Au Myanmar, l’armée utilise la torture de manière systématique

«Dans notre pays, après avoir été arrêté injustement, il y a constamment la torture, la violence et les agressions sexuelles, a dit l’ancien capitaine Lin Htet Aung. Même un prisonnier de guerre doit être soigné et traité selon la loi. Tout ça a disparu avec le coup d’État.»
Illustration: Peter Hamlin Associated Press «Dans notre pays, après avoir été arrêté injustement, il y a constamment la torture, la violence et les agressions sexuelles, a dit l’ancien capitaine Lin Htet Aung. Même un prisonnier de guerre doit être soigné et traité selon la loi. Tout ça a disparu avec le coup d’État.»

Des soldats déployés dans la campagne myanmaraise ont tordu la peau d’un jeune homme avec des pinces et l’ont frappé à la poitrine jusqu’à ce qu’il ne puisse plus respirer. « Ta maman ne peut plus te sauver maintenant », l’ont-ils nargué.

Ce jeune et un de ses amis avaient été arrêtés au hasard alors qu’ils rentraient chez eux à vélo. Ils ont été soumis à des heures d’agonie dans un centre communautaire transformé en centre de torture par l’armée.

Les questions et les coups ne cessaient de pleuvoir.

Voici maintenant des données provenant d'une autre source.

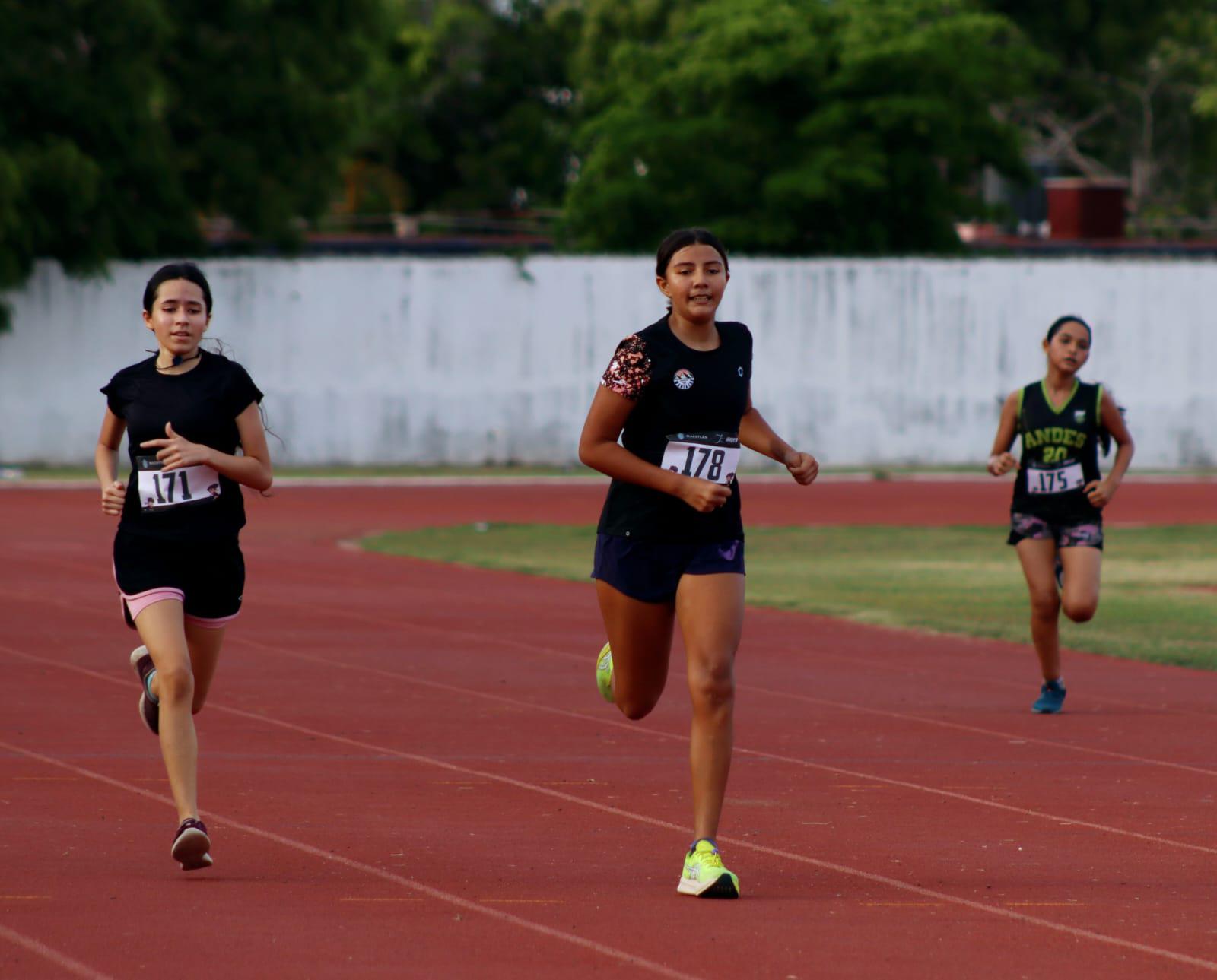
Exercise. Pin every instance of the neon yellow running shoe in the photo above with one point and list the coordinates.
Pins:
(704, 874)
(604, 673)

« C’était sans arrêt — c’était constant, a-t-il dit. Je pensais seulement à ma mère. »

Depuis qu’elle a repris le pouvoir en février, l’armée myanmaraise torture méthodiquement et systématiquement des détenus à travers le pays, a constaté l’Associated Press (AP) après avoir parlé à 28 personnes arrêtées puis relâchées au cours des derniers mois.

S’appuyant aussi sur des photos, des dessins et des lettres, en plus du témoignage de trois anciens dirigeants militaires, l’enquête de l’AP jette un éclairage sans précédent sur un système secret de détention qui a épinglé plus de 9000 personnes.

Dans notre pays, après avoir été arrêté injustement, il y a constamment la torture, la violence et les agressions sexuelles. Même un prisonnier de guerre doit être soigné et traité selon la loi. Tout ça a disparu avec le coup d’État.

L’armée myanmaraise, la Tatmadaw, et la police ont tué plus de 1200 personnes depuis février.

Si la torture s’est essentiellement déroulée dans des installations militaires, la Tatmadaw a aussi transformé des espaces publics, comme des centres communautaires et un palais royal, en centres d’interrogation, ont dit les prisonniers.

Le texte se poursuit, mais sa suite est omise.